When does it matter?  For exactly the reasons you stated: "I frequently
investigate problems with buildings built within the past ten years where
nobody can find any of the documents associated with the production of the
building elements, be it a specification, architectural drawings, shop
drawings or even a maintenance manual outlining the nature of the particular
building element.

Similarly, I am often flabbergasted by the lack of research to establish what
has worked in the past ... and so architects and builders frequently try to
reinvent the flashing, often unsuccessfully."

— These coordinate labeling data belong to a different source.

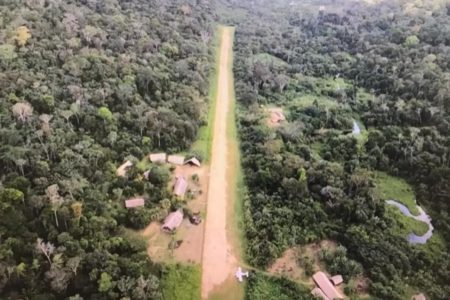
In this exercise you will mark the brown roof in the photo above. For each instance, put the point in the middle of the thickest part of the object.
(122, 170)
(318, 293)
(193, 161)
(173, 220)
(136, 202)
(157, 157)
(326, 286)
(180, 186)
(176, 159)
(337, 279)
(277, 117)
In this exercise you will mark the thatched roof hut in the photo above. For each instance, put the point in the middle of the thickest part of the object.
(173, 221)
(135, 202)
(337, 279)
(180, 186)
(326, 286)
(176, 159)
(122, 170)
(319, 294)
(193, 162)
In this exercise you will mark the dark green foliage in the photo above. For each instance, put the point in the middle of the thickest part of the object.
(263, 287)
(181, 282)
(379, 65)
(93, 84)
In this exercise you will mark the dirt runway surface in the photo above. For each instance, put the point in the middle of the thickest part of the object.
(218, 261)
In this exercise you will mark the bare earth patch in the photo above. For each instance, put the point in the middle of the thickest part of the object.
(191, 235)
(219, 260)
(288, 265)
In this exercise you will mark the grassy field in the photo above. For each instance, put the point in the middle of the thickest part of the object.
(205, 133)
(309, 100)
(406, 225)
(181, 282)
(394, 188)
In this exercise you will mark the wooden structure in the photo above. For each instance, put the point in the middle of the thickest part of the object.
(180, 186)
(135, 202)
(277, 117)
(323, 283)
(337, 280)
(122, 170)
(158, 157)
(419, 297)
(319, 294)
(176, 160)
(173, 221)
(193, 162)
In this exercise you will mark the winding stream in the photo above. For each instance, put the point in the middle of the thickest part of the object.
(422, 217)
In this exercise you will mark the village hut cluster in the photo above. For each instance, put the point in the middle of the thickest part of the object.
(326, 287)
(276, 116)
(174, 219)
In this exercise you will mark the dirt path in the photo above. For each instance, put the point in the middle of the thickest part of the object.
(219, 260)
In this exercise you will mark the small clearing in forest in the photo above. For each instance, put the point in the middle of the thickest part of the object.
(275, 116)
(190, 249)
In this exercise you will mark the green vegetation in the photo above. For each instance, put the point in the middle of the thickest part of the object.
(267, 58)
(405, 225)
(181, 282)
(84, 87)
(311, 100)
(395, 188)
(349, 61)
(263, 287)
(205, 132)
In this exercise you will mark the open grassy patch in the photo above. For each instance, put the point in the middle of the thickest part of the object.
(205, 133)
(263, 287)
(181, 282)
(230, 289)
(405, 225)
(395, 188)
(269, 59)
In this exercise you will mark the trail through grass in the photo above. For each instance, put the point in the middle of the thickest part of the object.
(395, 188)
(205, 133)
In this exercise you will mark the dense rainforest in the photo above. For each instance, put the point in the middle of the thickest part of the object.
(328, 65)
(84, 86)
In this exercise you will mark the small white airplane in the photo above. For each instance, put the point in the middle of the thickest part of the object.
(240, 275)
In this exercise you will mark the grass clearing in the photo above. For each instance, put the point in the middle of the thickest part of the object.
(405, 225)
(311, 100)
(395, 188)
(231, 289)
(205, 133)
(269, 59)
(181, 282)
(260, 286)
(144, 164)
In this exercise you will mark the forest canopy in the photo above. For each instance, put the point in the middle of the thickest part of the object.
(328, 65)
(84, 86)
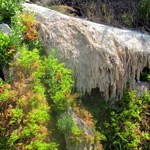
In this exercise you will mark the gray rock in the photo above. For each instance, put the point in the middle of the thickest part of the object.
(100, 56)
(5, 28)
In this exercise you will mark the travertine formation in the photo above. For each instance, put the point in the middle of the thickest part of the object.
(100, 56)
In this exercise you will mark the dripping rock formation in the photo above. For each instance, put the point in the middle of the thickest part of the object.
(100, 56)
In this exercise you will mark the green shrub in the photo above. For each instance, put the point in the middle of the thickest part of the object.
(9, 8)
(125, 129)
(144, 11)
(5, 54)
(25, 106)
(58, 81)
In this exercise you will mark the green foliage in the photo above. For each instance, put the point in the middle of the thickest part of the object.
(124, 130)
(144, 10)
(29, 111)
(145, 75)
(5, 54)
(58, 80)
(17, 31)
(65, 124)
(9, 8)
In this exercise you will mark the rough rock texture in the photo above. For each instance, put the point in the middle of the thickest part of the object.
(100, 56)
(84, 145)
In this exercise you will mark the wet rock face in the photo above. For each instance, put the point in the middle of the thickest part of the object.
(100, 56)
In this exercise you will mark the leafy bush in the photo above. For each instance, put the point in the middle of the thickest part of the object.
(9, 8)
(125, 130)
(25, 111)
(58, 81)
(144, 10)
(5, 54)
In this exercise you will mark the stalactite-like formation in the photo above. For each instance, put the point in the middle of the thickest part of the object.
(100, 56)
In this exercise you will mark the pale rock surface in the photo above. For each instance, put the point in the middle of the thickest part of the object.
(100, 56)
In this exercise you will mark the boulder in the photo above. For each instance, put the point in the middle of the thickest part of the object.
(100, 56)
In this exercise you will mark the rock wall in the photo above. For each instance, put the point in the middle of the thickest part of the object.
(100, 56)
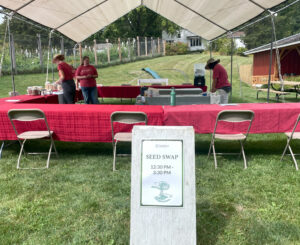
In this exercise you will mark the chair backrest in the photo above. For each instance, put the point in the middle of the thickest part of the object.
(127, 117)
(295, 126)
(26, 115)
(235, 116)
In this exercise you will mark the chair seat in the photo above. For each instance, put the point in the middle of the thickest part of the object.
(296, 135)
(230, 136)
(125, 137)
(34, 134)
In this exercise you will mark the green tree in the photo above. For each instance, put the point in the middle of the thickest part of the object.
(287, 23)
(139, 22)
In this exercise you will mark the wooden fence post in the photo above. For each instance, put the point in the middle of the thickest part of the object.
(108, 51)
(152, 46)
(164, 47)
(62, 46)
(40, 52)
(129, 48)
(138, 45)
(158, 45)
(95, 52)
(120, 51)
(146, 47)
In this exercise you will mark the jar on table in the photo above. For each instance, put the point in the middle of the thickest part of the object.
(29, 91)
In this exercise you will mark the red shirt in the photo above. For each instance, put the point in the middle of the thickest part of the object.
(67, 70)
(84, 71)
(220, 74)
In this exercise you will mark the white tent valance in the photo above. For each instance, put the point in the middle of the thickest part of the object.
(79, 19)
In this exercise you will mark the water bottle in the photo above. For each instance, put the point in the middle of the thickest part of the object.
(173, 97)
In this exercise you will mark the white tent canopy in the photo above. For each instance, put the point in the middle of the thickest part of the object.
(79, 19)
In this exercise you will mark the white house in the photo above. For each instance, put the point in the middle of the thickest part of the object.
(237, 37)
(194, 42)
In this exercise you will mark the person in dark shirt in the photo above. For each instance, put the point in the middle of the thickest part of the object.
(220, 79)
(65, 79)
(86, 74)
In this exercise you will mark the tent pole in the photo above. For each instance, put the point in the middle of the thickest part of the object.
(10, 39)
(231, 65)
(51, 52)
(271, 59)
(210, 56)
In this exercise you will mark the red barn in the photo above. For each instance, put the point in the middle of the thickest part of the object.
(289, 52)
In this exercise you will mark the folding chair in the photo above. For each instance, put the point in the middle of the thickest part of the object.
(125, 117)
(232, 117)
(31, 115)
(290, 136)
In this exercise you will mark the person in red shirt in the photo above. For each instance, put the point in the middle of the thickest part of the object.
(65, 79)
(220, 79)
(86, 74)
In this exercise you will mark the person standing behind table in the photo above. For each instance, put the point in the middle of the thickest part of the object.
(65, 79)
(87, 74)
(220, 79)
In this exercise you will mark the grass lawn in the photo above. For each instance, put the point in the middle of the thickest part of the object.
(79, 200)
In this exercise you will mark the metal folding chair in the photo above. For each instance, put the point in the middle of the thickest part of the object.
(232, 117)
(292, 135)
(125, 117)
(31, 115)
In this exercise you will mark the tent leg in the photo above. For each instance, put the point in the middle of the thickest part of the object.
(10, 38)
(52, 65)
(271, 59)
(210, 73)
(231, 66)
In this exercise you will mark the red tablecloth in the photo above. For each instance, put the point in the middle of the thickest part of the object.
(78, 123)
(269, 118)
(35, 99)
(132, 91)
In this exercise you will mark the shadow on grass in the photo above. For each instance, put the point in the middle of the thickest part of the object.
(211, 221)
(276, 232)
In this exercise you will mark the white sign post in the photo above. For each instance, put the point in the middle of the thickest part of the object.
(162, 173)
(163, 202)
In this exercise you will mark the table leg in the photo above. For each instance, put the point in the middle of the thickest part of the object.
(1, 148)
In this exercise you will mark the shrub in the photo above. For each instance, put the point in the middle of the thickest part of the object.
(176, 48)
(240, 51)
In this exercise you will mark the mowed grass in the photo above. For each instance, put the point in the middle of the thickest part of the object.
(79, 200)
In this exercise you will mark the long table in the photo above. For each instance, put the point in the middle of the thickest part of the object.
(77, 123)
(35, 99)
(91, 123)
(269, 118)
(128, 92)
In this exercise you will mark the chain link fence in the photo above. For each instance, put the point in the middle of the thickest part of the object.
(32, 53)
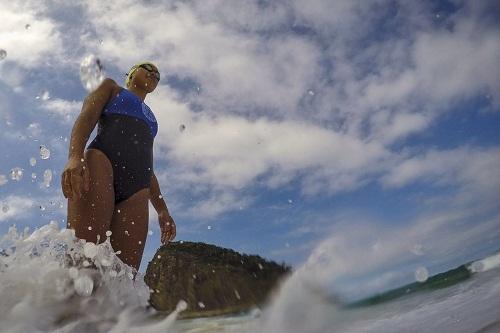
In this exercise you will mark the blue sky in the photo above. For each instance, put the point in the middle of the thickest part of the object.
(358, 138)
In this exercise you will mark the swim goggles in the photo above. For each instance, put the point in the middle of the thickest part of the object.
(147, 66)
(151, 69)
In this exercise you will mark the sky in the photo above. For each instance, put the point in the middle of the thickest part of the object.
(360, 138)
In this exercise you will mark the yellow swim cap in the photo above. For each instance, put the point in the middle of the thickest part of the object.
(134, 68)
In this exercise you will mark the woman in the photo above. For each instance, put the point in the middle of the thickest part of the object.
(108, 186)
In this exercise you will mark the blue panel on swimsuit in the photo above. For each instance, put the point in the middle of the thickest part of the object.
(127, 103)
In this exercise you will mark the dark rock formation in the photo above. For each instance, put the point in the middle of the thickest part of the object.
(212, 280)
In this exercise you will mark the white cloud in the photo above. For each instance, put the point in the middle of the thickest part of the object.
(255, 67)
(27, 46)
(63, 108)
(15, 207)
(474, 170)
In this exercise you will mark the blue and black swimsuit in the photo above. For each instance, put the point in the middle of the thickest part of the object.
(125, 134)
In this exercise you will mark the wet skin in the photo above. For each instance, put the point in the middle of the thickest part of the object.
(87, 182)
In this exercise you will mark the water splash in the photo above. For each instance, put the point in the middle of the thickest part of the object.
(91, 72)
(46, 286)
(44, 152)
(47, 177)
(16, 174)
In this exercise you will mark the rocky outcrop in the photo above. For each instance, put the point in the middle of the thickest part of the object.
(212, 280)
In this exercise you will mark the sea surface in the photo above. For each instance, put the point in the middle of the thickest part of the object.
(52, 282)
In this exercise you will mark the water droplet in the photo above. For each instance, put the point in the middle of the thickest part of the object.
(90, 250)
(477, 266)
(47, 177)
(418, 250)
(44, 152)
(84, 286)
(91, 72)
(421, 274)
(181, 306)
(73, 272)
(45, 95)
(16, 174)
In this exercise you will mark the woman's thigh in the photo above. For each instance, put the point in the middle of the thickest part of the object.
(91, 214)
(129, 227)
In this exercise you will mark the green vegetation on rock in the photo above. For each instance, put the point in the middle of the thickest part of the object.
(212, 280)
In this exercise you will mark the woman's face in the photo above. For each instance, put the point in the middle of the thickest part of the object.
(144, 79)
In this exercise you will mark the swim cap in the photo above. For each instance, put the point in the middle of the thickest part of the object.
(134, 68)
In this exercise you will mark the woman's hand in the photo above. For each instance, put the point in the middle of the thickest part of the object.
(167, 226)
(75, 178)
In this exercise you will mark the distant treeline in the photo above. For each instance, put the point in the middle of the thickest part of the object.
(438, 281)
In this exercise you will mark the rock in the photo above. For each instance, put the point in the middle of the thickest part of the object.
(212, 280)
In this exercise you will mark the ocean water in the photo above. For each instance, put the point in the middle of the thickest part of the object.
(52, 282)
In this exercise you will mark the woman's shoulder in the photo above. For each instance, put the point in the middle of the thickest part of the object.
(114, 87)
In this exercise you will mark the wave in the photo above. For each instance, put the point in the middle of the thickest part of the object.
(52, 281)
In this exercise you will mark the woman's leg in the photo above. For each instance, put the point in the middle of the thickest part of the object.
(129, 227)
(90, 215)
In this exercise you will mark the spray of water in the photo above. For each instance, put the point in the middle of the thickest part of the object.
(52, 281)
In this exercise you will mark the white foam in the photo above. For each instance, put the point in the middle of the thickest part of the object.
(46, 286)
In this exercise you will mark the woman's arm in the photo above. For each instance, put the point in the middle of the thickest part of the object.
(156, 196)
(75, 176)
(167, 224)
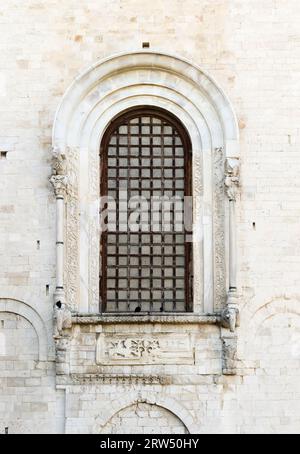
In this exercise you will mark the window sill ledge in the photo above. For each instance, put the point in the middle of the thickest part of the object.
(185, 318)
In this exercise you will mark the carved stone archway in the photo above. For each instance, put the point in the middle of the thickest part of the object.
(97, 96)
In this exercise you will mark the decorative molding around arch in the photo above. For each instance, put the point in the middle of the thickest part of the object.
(99, 95)
(115, 406)
(27, 312)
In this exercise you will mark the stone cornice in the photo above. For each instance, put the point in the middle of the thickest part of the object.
(93, 319)
(95, 379)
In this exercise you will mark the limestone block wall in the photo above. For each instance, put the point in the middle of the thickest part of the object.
(252, 50)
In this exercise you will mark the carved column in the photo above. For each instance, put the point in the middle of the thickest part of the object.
(230, 315)
(59, 183)
(62, 314)
(232, 180)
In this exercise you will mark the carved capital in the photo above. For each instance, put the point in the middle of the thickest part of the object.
(60, 185)
(62, 319)
(232, 178)
(229, 355)
(59, 161)
(229, 318)
(62, 347)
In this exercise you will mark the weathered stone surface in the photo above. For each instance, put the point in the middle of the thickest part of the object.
(252, 50)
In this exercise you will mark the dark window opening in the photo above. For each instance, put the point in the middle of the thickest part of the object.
(146, 153)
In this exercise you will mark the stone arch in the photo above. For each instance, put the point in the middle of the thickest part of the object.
(100, 94)
(27, 312)
(144, 418)
(157, 399)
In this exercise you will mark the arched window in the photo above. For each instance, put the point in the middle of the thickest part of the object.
(146, 166)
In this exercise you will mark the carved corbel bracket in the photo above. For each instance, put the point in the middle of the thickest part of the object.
(60, 185)
(230, 317)
(229, 354)
(59, 178)
(232, 178)
(59, 161)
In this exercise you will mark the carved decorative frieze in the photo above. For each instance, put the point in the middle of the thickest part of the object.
(113, 379)
(131, 350)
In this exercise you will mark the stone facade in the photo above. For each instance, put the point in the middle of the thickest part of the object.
(232, 366)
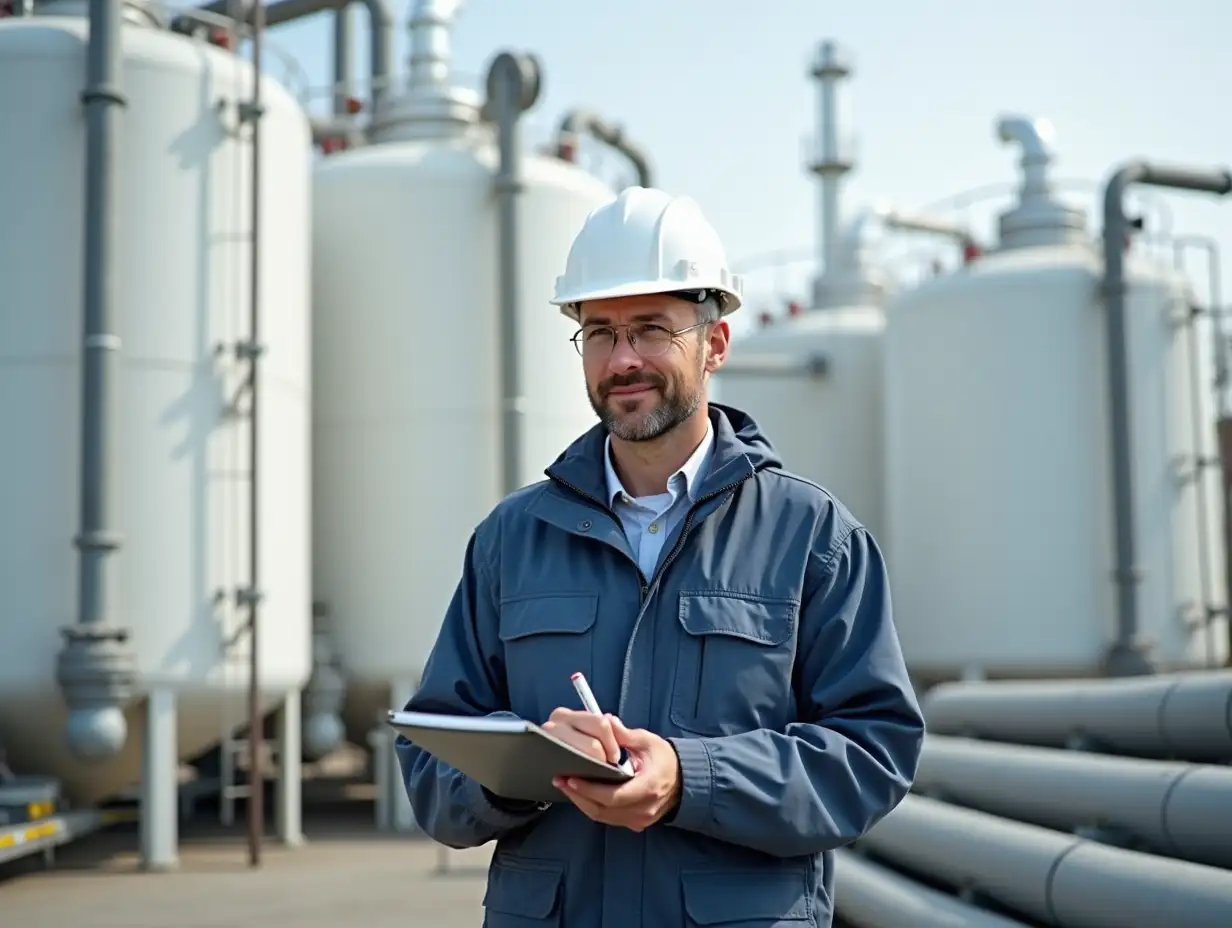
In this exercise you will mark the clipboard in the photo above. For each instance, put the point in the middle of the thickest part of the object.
(510, 757)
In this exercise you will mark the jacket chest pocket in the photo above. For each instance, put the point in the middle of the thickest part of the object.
(733, 663)
(546, 639)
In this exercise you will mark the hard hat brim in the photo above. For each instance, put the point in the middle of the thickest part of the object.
(569, 302)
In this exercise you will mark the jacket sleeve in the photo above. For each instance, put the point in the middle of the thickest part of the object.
(463, 675)
(828, 778)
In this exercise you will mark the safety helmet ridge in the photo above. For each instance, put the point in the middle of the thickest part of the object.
(644, 242)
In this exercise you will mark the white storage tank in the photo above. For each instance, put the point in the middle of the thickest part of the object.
(999, 472)
(813, 382)
(181, 298)
(405, 364)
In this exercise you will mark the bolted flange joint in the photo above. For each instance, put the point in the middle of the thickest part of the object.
(96, 672)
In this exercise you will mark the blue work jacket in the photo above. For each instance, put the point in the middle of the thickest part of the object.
(763, 650)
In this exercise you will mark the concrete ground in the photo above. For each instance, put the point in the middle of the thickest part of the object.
(345, 874)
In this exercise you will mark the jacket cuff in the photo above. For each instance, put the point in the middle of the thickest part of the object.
(500, 812)
(696, 784)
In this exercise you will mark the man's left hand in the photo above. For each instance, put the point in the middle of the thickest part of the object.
(636, 804)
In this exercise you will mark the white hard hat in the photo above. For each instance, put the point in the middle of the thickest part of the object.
(646, 242)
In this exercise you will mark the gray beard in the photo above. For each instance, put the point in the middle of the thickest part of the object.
(647, 427)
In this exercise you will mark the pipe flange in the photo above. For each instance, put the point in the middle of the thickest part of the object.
(96, 672)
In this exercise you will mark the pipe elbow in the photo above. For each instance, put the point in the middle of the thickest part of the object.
(1035, 137)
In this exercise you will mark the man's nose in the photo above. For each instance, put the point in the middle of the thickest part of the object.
(624, 359)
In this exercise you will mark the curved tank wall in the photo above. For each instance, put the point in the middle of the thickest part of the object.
(405, 394)
(999, 489)
(827, 428)
(181, 481)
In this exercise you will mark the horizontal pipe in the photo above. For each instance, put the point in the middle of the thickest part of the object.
(1161, 806)
(1185, 715)
(872, 896)
(584, 121)
(1046, 875)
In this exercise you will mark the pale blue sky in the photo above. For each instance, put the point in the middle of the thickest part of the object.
(717, 90)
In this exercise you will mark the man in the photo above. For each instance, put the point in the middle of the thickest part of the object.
(733, 619)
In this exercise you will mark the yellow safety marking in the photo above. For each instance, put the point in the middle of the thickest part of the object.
(44, 830)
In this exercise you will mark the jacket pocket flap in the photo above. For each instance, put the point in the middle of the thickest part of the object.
(764, 621)
(530, 889)
(548, 614)
(722, 896)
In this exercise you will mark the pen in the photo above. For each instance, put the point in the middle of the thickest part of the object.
(591, 704)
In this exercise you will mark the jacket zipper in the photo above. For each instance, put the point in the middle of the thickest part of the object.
(647, 589)
(647, 592)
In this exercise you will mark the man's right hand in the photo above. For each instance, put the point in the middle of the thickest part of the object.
(589, 733)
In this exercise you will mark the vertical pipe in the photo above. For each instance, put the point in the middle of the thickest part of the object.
(1126, 655)
(95, 669)
(829, 179)
(102, 104)
(1199, 435)
(256, 731)
(344, 72)
(829, 162)
(513, 88)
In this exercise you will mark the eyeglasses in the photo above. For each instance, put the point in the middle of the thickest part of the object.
(647, 338)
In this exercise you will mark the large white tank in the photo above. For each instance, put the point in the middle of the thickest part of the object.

The point is David, that archived material is accessible - it may be
difficult, frustrating, and seem impossibly time consuming - but the stuff is
there.
I was recently doing historical archeaological research on a long forgotten
plot of land and an African burial ground associated with a house built in
the early 1700s.  Although I was able to locate a significant amount of
information, most of it was "filed" under other criteria and subject headings
unrelated to my field of query - those that were appropriate at the time the
information was saved.  The "name" of the property had changed over time as
had the name of the intersecting streets.  The streets themselves had been
rerouted (curves straightened - topography altered); some discontinued for
use and left to grass over and new roads cut in.  So "my" property of 1770,
had a different name, street, size, architectural style and topography - BUT
It's Information Was There!

Leland Torrence can tell you how he found otherwise unknown architectural
specs buried inside an archived bound volume of papers on a historic
structure he was investigating. Someone many years ago had the sense to save
the works - undoubtedly not for the same reasons Leland needed the papers -
but stuck the stuff on a shelf and forgot all about them.  Thank goodness
they did.  Did it Matter? Yes indeed!

For those of you caught up in the computer phenomenom  - I am a firm believer
in paper archives.  Call me old fashioned or whatever. We somehow need both.
The computerized data saved countless hours of time putting related material
together and all sorts of other goodies.  It saves handling the "real" thing.
 It saves those dreary hours of decifering white-on-black microfilm. It makes
information more accessible by cyberspace.  WHAT a BOOST!
Problems lie in archival storage, however.  Museums are going nuts trying to
find the "right" process.  A museum I work with, received the files of a
defunct museum (only in operation from around 1988 - 1996).  The files? The
research/library stuff is paper; The operations and collections management is
on computer disc - 5 1/2" I might say.  Needless to say - our computers can't
read their files.  Stacks of nameless floppies are waiting for us to find an
old working machine to see what is on them.   For you Mac lovers - how about
that new one with NO Floppy slot At All?

Does it matter? Yes it matters.  As BPers we save it all.  As new trades
methodology is learned and old ones discredited - stuff saved in file "stone
consoliation" is relegated to "stone consolidation - obsolete".  Time (and
quite possibly because some didn't have "Advanced Office Management Training
401" while learning the building trade) allows the saving and the filing -
but not always the cataloguing.

Yikes - I'll get off my horse.  By the way - considering the condition of my
own files; I'll use the old saying: "do as I say, not as I do".